Diana Taurasi's first call-up to the USA Basketball senior national team — 20 years ago — is still fresh in her mind.

In 2004, then-program director Carol Callan rang to ask Taurasi to join the group while she was still a senior at the University of Connecticut.

"I was like, 'What!?'" Taurasi remembered last week. "So I packed all my stuff, and I met them in Denver, and we did a three-game tour, and the rest is history."

It led to her debut game for Team USA on this day 20 years ago.

On April 6, 2004, Taurasi wore UConn No. 3 for the last time in a win over rival Tennessee in New Orleans as the Huskies three-peated as NCAA champions.

Then on April 9, she wore USA No. 8 against Japan in Denver in the first of a three-game exhibition slate.

She had 13 points, four rebounds, four assists and two blocks, according to reports at the time.

That busy week was documented in this Ahmad Rashad-narrated profile in 2004.

A month after Taurasi's debut, Callan phoned again to tell her she made the Olympic team.

"To tell you the truth," Taurasi said, "I think she left a voicemail because I'm not good at answering my phone."

After listening to the recording, Taurasi remembered dialing her parents and her older sister, Jessika.

"They knew how much it meant to me, how much time I'd put into the junior national teams growing up, the 17-and-under (team), 19-and-under (team)," she said. "To get the call-up was a dream come true."

Taurasi came off the bench at those Olympics behind Sheryl Swoopes as the U.S. won a third consecutive title.

"She'll probably get in three, four or five more Olympics," veteran point guard Dawn Staley said that summer, according to

Taurasi, 41, is now bidding for a sixth Olympics (breaking the record for a basketball player) and a sixth gold medal (an outright record for any team sport, according to the OlyMADMen).

She said after the 2016 Rio Games that she was likely done playing for the national team. Then she came back to play under Staley for the Tokyo Olympic cycle.

After the Olympic final in 2021, Taurasi said “see you in Paris,” smiling, as she left an NBC interview. She had run her career Olympic record to 38-0, including starting every game at the last four Olympics.

In 2022, she wasn't on the FIBA World Cup team after suffering a WNBA season-ending quad injury. She missed a major tournament for the first time since 2002.

Taurasi then returned for a national team training camp in February 2023 and is now in the running for the 12-player team for Paris that will be named in the coming weeks.

"To me, basketball's everything. It's my whole life," she said. "I know a lot of people always want to be something else. I don't. I just want to play basketball."

In interviews last week, younger teammates gushed.

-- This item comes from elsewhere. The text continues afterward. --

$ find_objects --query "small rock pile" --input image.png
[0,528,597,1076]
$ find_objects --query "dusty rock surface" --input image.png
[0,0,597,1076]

"When I started playing basketball, Diana was just the embodiment of who I wanted to be out there on the court," Kelsey Plum said. "Just fearless, tenacious, confident, fun, swaggy."

"Diana, obviously for me, is the player that I've looked up to since I was a little girl," Sabrina Ionescu said. "She's the goat of women's basketball and has been for a really long time."

Back in 2004, Taurasi was the youngest player on the floor as the U.S. practiced before her debut in Denver.

Stalwart Lisa Leslie broke one of those first team huddles by saying, "Welcome, Diana," and later opined that Taurasi made the best adjustment of any player she'd seen join the national team.

The team's coach, Van Chancellor, had simple advice before Taurasi's first practice, which she has followed now for two decades.

"Forget about where you come from, who you are, who did you play for, anything else," he said. "You join our team and get the job done."